SMT iconnect007 Part 3/3: The Challenge of Traceability Data: A Call for Action
Imagine the following scenario: You’re working in the electronics manufacturing industry as an operations manager in charge of overseeing the assembly of cutting-edge devices. One day, you receive news that one of the series of products you’ve shipped to market has experienced a major malfunction, causing an uproar among customers. You frantically try to pinpoint the root cause only to lose yourself in the labyrinth of incomplete traceability data. The frustration mounts, leaving you grappling with the consequences of an ineffective traceability system. But what if there was a way to transform this experience into a seamless operation?

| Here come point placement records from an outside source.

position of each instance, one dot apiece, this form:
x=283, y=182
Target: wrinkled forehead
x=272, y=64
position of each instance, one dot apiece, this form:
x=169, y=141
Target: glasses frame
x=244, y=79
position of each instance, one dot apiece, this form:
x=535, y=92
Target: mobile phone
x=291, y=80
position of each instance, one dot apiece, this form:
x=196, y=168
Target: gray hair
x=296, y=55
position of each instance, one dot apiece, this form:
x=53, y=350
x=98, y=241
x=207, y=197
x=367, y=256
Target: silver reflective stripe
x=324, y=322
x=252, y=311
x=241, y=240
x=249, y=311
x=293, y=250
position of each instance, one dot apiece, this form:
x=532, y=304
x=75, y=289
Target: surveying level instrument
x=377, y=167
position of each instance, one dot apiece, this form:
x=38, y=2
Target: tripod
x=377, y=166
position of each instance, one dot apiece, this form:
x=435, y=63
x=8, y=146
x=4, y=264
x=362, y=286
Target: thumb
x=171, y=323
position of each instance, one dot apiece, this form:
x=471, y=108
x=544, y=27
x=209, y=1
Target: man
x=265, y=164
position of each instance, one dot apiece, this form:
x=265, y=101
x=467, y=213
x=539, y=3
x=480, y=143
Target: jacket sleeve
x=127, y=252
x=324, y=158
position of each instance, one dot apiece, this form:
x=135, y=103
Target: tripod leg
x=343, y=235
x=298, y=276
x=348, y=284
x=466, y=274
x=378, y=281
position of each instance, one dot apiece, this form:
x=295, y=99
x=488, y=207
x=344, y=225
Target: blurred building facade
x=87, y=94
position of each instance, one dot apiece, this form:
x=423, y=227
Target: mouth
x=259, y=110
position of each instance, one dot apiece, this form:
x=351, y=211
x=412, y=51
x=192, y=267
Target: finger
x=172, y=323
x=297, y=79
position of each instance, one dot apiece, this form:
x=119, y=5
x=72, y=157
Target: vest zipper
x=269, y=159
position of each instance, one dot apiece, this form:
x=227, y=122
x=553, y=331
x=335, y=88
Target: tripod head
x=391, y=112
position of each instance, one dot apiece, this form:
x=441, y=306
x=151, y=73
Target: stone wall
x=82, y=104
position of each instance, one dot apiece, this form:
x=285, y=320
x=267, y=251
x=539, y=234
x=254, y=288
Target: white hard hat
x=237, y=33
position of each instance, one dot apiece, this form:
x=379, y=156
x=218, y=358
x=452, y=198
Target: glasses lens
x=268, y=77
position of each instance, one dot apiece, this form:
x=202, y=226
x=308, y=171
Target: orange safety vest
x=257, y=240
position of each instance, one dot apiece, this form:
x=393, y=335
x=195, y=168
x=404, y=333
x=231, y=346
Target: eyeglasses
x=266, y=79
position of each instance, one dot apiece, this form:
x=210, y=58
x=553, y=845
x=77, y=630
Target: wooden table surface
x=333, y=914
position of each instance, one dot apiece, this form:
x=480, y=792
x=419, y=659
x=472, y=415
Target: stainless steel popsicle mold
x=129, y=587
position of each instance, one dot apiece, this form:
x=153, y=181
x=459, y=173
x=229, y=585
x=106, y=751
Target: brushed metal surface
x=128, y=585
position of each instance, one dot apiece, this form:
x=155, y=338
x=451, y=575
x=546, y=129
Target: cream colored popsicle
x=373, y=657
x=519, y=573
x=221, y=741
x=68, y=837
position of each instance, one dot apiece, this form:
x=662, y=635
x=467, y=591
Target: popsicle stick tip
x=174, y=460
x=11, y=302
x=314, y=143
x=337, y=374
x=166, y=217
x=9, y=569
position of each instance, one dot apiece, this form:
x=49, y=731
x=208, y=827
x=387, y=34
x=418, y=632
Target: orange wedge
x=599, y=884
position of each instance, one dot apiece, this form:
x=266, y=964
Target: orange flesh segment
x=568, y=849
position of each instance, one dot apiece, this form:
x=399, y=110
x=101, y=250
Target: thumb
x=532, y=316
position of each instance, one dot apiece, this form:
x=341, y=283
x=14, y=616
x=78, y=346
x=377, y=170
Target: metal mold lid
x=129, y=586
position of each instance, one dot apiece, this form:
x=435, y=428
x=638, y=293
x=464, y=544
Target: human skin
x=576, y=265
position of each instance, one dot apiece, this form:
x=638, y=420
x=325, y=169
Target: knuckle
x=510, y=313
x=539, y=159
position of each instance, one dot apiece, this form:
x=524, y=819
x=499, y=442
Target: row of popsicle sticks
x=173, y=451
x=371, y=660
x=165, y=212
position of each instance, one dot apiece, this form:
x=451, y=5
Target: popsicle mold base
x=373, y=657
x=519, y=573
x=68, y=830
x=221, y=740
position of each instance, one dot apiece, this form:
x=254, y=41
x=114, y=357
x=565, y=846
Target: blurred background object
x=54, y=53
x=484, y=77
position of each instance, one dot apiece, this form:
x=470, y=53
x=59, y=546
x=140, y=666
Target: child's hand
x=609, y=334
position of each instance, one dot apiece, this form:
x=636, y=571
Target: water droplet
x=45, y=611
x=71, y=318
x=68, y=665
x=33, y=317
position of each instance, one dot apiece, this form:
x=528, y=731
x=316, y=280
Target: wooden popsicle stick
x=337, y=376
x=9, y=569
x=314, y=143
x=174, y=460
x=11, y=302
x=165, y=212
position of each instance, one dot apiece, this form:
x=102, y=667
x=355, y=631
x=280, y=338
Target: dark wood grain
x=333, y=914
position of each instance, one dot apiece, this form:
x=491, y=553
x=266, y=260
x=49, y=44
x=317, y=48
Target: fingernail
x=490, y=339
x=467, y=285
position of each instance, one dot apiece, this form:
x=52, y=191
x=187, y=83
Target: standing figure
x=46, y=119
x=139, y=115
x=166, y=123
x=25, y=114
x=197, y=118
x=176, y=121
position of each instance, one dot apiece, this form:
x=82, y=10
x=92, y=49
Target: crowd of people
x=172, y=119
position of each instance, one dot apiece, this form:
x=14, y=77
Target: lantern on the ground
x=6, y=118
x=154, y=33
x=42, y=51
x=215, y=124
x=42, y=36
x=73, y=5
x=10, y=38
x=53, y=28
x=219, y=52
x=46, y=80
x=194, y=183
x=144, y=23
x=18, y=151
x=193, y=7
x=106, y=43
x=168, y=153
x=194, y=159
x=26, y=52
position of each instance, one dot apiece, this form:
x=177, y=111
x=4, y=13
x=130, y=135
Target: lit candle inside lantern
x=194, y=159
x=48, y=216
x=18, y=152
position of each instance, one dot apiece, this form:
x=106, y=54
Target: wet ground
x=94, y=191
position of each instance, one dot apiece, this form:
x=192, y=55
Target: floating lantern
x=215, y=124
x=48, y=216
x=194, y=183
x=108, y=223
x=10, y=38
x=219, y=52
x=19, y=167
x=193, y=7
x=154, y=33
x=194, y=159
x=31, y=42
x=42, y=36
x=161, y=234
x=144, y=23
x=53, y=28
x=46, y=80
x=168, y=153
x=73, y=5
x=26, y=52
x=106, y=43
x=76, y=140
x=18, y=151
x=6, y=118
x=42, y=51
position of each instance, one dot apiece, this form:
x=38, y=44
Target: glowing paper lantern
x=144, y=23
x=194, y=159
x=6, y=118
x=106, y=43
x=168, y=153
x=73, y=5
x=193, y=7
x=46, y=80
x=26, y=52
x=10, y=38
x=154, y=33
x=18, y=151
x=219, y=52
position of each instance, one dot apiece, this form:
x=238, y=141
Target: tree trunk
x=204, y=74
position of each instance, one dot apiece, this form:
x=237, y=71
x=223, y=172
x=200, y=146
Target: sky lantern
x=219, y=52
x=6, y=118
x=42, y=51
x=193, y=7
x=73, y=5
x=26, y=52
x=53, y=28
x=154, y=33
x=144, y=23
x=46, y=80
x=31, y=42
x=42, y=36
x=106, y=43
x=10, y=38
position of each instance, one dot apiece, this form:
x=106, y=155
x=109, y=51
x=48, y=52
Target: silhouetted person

Traceability is the cornerstone of ensuring product quality, compliance, and customer trust, but traceability data as it exists today is not nearly as reliable as one might hope.
Enter individual material traceability, an upgraded approach to filling in data gaps, mitigating vulnerabilities, and eliminating potentially costly consequences.

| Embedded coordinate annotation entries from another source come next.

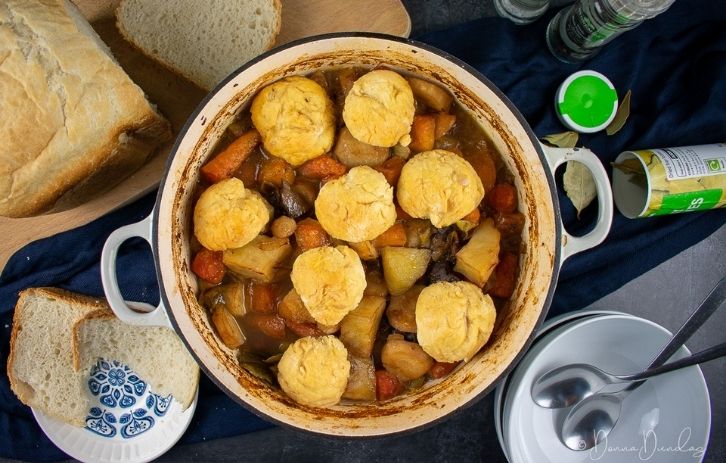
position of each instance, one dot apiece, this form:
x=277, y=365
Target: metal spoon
x=591, y=420
x=567, y=385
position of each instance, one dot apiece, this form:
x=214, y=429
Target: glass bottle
x=578, y=32
x=521, y=11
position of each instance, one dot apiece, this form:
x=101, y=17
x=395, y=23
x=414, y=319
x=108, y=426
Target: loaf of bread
x=58, y=336
x=156, y=354
x=73, y=122
x=203, y=41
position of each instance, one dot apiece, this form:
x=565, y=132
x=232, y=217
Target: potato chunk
x=362, y=380
x=375, y=284
x=358, y=329
x=227, y=328
x=401, y=311
x=478, y=258
x=230, y=295
x=406, y=360
x=292, y=309
x=259, y=260
x=365, y=250
x=402, y=267
x=353, y=152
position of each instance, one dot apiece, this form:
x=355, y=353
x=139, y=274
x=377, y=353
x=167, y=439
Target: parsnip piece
x=362, y=380
x=292, y=309
x=401, y=311
x=227, y=328
x=375, y=284
x=406, y=360
x=258, y=260
x=478, y=258
x=402, y=267
x=358, y=329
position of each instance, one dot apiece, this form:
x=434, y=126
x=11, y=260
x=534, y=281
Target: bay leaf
x=621, y=116
x=629, y=166
x=563, y=140
x=579, y=185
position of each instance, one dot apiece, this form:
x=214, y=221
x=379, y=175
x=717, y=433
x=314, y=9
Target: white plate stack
x=667, y=419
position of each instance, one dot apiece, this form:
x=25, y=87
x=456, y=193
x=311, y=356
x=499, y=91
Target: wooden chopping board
x=177, y=98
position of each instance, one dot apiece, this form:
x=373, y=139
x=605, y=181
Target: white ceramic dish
x=548, y=327
x=667, y=419
x=126, y=423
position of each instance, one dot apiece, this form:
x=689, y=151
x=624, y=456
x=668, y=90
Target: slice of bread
x=40, y=364
x=155, y=353
x=74, y=124
x=202, y=40
x=58, y=336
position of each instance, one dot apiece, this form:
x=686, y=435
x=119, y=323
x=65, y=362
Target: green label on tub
x=686, y=202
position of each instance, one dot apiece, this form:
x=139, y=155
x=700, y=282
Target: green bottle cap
x=586, y=101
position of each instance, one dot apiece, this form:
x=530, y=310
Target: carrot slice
x=310, y=234
x=394, y=236
x=441, y=369
x=322, y=167
x=423, y=131
x=444, y=123
x=387, y=385
x=502, y=198
x=225, y=164
x=208, y=266
x=391, y=169
x=262, y=297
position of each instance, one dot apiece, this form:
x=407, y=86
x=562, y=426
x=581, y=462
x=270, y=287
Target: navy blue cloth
x=675, y=65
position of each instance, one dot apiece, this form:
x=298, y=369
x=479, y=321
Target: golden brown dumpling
x=440, y=186
x=314, y=371
x=379, y=109
x=330, y=282
x=295, y=119
x=454, y=320
x=227, y=215
x=357, y=206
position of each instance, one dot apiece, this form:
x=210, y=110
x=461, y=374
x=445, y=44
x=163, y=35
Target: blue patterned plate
x=127, y=421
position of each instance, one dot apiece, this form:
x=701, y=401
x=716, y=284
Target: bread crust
x=81, y=124
x=275, y=28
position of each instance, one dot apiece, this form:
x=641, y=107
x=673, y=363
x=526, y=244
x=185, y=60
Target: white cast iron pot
x=168, y=230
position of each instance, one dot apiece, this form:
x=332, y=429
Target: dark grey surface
x=665, y=295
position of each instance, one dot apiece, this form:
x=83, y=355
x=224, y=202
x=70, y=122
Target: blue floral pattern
x=119, y=390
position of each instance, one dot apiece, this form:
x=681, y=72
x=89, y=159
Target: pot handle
x=133, y=313
x=573, y=244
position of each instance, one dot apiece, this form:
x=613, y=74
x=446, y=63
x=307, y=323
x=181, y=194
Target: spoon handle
x=705, y=355
x=709, y=305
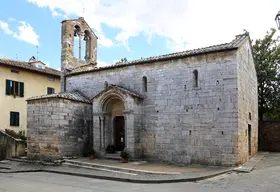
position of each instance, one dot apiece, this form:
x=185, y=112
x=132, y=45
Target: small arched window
x=105, y=84
x=144, y=81
x=195, y=78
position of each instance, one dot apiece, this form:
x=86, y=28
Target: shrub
x=19, y=135
x=110, y=149
x=124, y=155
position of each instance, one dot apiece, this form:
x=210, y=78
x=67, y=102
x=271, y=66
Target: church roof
x=29, y=66
x=121, y=89
x=233, y=45
x=74, y=96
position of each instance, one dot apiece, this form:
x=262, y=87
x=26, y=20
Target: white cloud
x=102, y=64
x=5, y=27
x=104, y=41
x=24, y=32
x=185, y=23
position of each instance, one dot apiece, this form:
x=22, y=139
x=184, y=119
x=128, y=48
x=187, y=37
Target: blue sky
x=131, y=29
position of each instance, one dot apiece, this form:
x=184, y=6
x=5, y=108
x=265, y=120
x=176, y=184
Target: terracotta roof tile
x=234, y=44
x=75, y=96
x=29, y=66
x=122, y=89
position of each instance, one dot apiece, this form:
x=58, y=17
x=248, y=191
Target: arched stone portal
x=117, y=120
x=114, y=123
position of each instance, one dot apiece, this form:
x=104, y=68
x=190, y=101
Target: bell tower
x=71, y=29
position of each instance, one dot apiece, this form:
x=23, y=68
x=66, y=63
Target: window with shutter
x=14, y=118
x=21, y=89
x=50, y=90
x=8, y=87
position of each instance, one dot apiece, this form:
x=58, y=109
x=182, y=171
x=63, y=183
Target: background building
x=18, y=81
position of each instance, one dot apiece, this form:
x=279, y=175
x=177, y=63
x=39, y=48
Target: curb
x=129, y=180
x=115, y=168
x=250, y=168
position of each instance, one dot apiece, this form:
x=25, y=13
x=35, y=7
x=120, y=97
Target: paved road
x=266, y=177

Despite diligent efforts by manufacturers to implement robust traceability systems, three gaps persist between expectations and reality.
The first is a date code mismatch. In some cases, the traced date code—the code assigned to a product indicating the year and week it was made—differs from the real date code.
The second is a production lot mismatch. These are cases in which the traced production lot—the number used to relay the batch of origin—does not reflect the real lot code. This disparity indicates the presence of multiple lots within a single traced lot, which suggests reel design variations may have been grouped and packaged together accidentally.
The third is a part number mismatch. A part number reflects an item’s particular rating, voltage, speed, and many of its other qualities, and these parts need to be assembled with compatible ones. When a mix-up occurs and the wrong components get paired, the functionality of the end product is compromised. To make matters worse, it is very hard to detect this discrepancy during onsite testing.